Strong women at Henkel: Extraordinary success stories for International Women’s Day
For more than 100 years now, March 8 belongs to the supposedly “weaker” sex. It is International Women’s Day, or – as the UN officially refers to it – “United Nations Day for Women’s Rights and International Peace.” The name does justice to the occasion, which is closely linked to the global fight for equal rights: it was celebrated for the first time in 1911 to support women’s rights activists demanding the right to vote in Europe and the USA.
Over a century later, women have achieved a lot worldwide: traditional gender roles are fading, brave and successful women are making headway in previously male-dominated fields. There remains a lot to be done, however – especially in the wake of the #metoo and #timesup movements.
The question of equal rights for men and women is one that plays out in everyday interactions – on the streets and in meeting rooms, classrooms and living rooms all over the world. International Women’s Day is a great opportunity to draw attention to women’s rights, condemn discrimination and celebrate progress. It is even a public holiday in certain countries, like China, where women get the afternoon off. Germany’s capital is also joining in: Berlin was the first Federal Land to declare International Women’s Day a statutory public holiday. Even now, the day has lost none of its relevance and symbolic force.
Holiday or not, it is the perfect day for us to celebrate strong women at Henkel. Women who go their own way in life and at work, who rise to challenges and inspire other people. They are all very different, but they do have one thing in common: their commitment. We dedicate this #StrongWomen series to them.

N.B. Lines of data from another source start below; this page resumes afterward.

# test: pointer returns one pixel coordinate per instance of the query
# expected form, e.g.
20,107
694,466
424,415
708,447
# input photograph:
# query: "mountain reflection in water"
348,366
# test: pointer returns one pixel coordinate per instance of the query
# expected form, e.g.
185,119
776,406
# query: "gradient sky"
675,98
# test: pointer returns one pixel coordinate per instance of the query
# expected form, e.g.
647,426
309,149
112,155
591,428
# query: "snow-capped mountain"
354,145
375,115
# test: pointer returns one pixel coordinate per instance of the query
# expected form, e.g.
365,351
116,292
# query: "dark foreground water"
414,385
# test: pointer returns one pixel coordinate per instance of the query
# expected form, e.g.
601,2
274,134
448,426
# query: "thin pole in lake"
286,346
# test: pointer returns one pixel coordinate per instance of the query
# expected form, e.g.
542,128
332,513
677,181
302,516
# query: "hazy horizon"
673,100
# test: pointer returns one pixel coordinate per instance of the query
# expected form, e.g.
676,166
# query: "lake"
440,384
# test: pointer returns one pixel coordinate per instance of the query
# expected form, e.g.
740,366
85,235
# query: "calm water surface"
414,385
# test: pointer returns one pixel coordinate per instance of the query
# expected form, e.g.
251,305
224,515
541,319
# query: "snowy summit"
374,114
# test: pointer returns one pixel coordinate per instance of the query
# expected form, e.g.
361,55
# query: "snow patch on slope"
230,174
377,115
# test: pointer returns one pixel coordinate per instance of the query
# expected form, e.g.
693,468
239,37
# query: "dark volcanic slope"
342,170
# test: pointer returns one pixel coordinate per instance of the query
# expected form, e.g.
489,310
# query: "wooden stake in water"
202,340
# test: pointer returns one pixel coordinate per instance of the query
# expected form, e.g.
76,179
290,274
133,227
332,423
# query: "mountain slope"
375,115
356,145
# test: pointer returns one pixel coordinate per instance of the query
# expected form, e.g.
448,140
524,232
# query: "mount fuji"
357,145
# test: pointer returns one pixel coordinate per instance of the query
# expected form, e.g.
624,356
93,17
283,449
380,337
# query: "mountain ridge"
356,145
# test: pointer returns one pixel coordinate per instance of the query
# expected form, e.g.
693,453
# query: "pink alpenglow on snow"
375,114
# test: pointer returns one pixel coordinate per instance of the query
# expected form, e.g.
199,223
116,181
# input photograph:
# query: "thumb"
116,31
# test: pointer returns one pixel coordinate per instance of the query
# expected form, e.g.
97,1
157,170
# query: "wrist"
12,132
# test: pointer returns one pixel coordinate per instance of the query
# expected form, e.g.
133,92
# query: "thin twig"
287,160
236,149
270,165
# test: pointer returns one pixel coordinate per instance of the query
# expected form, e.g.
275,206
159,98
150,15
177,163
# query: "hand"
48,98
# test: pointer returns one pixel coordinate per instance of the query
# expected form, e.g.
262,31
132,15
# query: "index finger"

What defines a strong woman?
The definition of “strength” is as multifaceted and individual as the women themselves. The #StrongWomen series features female employees who take on responsibility in executive roles, stand their ground in traditionally male-dominated areas, break stereotypes, take on extraordinary athletic challenges or dedicate their free time to helping other people. They are unstoppable. They pursue their goals passionately, and they support one another along the way. They inspire those around them – men and women alike.
These women include Amélie Vidal-Simi and Soulef Karoui. Both employees represent Henkel as Country Presidents, Vidal-Simi in France, Karoui in Tunisia. Both of them also have children, and they both say the same thing: having a family and having a career are not mutually exclusive – as long as you set the right priorities. Then there’s Rapeephan Chiraphichet and Claudia Wittfoth, whose love of running gives them something to hold on to through difficult times. The sport has taught them that giving up is not an option: endurance is what gets you to the finish line.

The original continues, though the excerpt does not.